This is an automated archive made by the Lemmit Bot.

The original was posted on /r/programminglanguages by /u/tsikhe on 2023-12-15 04:44:02.


Something has been bothering me ever since I tried to make my first interpreter. Imagine you are trying to make an interpreted language in a type-safe host language. Let’s say, ANTLR and Java, to keep it simple.

So you design an AST, symbol tables, types, values, an eval visitor, some tests… super easy stuff. The language works. So far so good.

However as you add more features, the AST undergoes more and more scrutiny from various “phases.” You add the “convert dotted namespace paths to canonical symbol lookups” and therefore eliminate all dot operator AST nodes that references namespaces (and therefore have no type). When you run the tests… they fail. You invoked the new AST visitor, but accidentally passed the old AST into the eval visitor instead of the new (modified) one.
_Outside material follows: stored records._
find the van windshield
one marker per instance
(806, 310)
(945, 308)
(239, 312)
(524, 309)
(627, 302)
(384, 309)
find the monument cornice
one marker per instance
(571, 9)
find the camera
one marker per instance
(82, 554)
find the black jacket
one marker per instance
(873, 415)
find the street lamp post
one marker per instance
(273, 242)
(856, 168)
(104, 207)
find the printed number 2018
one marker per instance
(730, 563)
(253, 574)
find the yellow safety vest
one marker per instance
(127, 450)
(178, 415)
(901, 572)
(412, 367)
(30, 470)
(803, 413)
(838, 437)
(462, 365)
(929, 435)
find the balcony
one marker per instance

This could have been caught by the compiler of the host language if the two phases of AST had different types in the host language.
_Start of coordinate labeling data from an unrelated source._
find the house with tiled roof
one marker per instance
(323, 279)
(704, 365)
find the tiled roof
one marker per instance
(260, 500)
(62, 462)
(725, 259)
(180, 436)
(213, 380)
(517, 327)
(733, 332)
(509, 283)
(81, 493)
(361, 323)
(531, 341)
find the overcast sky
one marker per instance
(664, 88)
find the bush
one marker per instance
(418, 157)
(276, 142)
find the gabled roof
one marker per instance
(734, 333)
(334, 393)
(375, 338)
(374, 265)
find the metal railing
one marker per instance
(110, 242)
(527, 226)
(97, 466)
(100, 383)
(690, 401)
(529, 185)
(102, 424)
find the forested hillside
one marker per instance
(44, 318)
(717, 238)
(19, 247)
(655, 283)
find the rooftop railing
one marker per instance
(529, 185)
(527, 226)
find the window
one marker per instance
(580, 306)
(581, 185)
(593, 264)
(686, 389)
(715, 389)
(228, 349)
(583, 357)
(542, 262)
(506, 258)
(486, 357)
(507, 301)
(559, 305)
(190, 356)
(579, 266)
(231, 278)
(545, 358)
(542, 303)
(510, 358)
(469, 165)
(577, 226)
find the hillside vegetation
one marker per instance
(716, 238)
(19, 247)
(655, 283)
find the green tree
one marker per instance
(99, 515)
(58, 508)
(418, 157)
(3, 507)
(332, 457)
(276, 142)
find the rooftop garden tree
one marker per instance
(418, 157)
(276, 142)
My own trivial solution to this problem is as follows:

  1. PostParseAST
  2. DottedNamespacePathsRemovedAST
  3. TypesCheckedAST
  4. ExplicitTypeInstantiationsAST
  5. PrepForEvalAST

You could use a code generator to output boilerplate for these AST formats, including visitor interfaces and converter visitors.

So my question: how would you add host language type safety to your AST?